Since you have a simple sum of 5 numbers, what is preventing you from just doing the addition? Admittedly, you need to find a common denominator, but that should not be too hard.

In general, there is no known "closed-form" formula for the so-called harmonic number, defined as
$$H(n) = \sum_{k=1}^n \frac 1 k$$
However, there are simple approximate formulas whose performance becomes better as $n$ becomes larger.

mech-eng

Since you have a simple sum of 5 numbers, what is preventing you from just doing the addition?
It was just an example. Sum might be 20 or 30 numbers. Yes with just 5 numbers it is very easy and the common denominator could be 5!. Is that called an $\textrm {harmonic sum}$?
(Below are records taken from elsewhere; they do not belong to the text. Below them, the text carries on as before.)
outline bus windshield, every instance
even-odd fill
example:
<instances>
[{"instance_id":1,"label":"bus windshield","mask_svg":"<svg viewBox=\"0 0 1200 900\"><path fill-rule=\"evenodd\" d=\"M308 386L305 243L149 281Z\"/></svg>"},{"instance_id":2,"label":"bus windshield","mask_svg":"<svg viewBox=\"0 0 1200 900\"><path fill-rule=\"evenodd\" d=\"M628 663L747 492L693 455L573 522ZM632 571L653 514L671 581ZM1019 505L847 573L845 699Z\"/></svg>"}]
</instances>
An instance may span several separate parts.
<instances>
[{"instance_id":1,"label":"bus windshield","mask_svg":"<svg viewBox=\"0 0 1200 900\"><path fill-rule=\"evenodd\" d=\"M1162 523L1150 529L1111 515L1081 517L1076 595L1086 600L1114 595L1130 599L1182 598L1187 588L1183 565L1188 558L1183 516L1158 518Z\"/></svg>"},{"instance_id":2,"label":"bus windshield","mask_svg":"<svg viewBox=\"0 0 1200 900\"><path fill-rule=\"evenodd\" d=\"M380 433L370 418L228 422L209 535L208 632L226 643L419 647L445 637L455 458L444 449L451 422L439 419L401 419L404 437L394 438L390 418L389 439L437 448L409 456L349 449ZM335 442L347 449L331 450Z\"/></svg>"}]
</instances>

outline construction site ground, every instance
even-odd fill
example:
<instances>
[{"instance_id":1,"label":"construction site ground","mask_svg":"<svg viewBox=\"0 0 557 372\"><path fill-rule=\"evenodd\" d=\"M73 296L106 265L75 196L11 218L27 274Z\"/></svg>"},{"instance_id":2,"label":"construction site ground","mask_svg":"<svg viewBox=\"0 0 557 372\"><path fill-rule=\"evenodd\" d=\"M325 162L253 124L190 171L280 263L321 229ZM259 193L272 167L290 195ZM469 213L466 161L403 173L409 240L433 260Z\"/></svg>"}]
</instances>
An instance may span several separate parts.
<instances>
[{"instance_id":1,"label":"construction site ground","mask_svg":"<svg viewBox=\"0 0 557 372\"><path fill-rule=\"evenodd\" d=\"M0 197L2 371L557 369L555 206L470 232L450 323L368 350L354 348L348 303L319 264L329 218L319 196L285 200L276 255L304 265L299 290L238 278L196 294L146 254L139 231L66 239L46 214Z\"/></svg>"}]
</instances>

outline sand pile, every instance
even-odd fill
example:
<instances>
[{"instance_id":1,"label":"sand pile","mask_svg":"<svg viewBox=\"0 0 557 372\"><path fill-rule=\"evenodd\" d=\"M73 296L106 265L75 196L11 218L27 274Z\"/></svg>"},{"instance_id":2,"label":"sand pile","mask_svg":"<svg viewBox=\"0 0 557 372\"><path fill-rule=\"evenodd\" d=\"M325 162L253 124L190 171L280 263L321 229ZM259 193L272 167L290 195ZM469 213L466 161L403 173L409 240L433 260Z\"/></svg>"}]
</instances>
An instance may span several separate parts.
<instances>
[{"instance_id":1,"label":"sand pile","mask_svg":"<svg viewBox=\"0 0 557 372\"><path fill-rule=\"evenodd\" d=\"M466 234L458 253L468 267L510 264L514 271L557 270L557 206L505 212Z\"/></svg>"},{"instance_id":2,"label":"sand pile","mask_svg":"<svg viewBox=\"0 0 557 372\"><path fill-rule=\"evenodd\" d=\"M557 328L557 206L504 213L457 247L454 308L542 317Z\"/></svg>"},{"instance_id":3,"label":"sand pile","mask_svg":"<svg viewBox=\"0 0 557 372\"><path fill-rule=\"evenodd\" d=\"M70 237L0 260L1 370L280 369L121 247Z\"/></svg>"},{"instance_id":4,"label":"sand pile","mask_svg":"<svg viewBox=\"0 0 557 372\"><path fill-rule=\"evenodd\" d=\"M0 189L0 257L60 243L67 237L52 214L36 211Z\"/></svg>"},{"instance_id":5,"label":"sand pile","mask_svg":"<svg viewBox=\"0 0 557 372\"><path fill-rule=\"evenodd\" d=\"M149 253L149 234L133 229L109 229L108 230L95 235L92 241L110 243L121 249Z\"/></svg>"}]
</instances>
Meanwhile would you also explain why my fraction line does not appear in my post the first post? What is wrong with my latex code?

Thanks

WWGD

Science Advisor
Gold Member
Maybe a way of double-checking if the formula is right is using the fact that it is known that the sum will never be an integer.

Mark44

Mentor
I wonder if there is a formula for this summation: $\sum_{n=1}^5= \frac 1n$
I know some formulas for summations but I don't know any formula for this case

$\sum_{k=1}^n=\frac{n({n+1})}2$
I look though some algebra and calculus books but I didn't see any formula for this some, and I am stuck here. I can just represent it in a notation but I cannot think a formulation to obtain the result.

$\sum_{k=1}^{n=5}=\frac {n!}{n!k}$
None of your equations makes any sense, since you aren't including that thing being summed.
It's as if you asked someone to evaluate this integral: $\int_1^5$.

Is the first summation supposed to be $\sum_{n=1}^5 \frac 1n$? If so, I don't know of any formula, but it's pretty easy to add the five fractions.

For your second equation, it looks like what you meant is $\sum_{k=1}^n k =\frac{n({n+1})}2$, the sum of the first k positive integers.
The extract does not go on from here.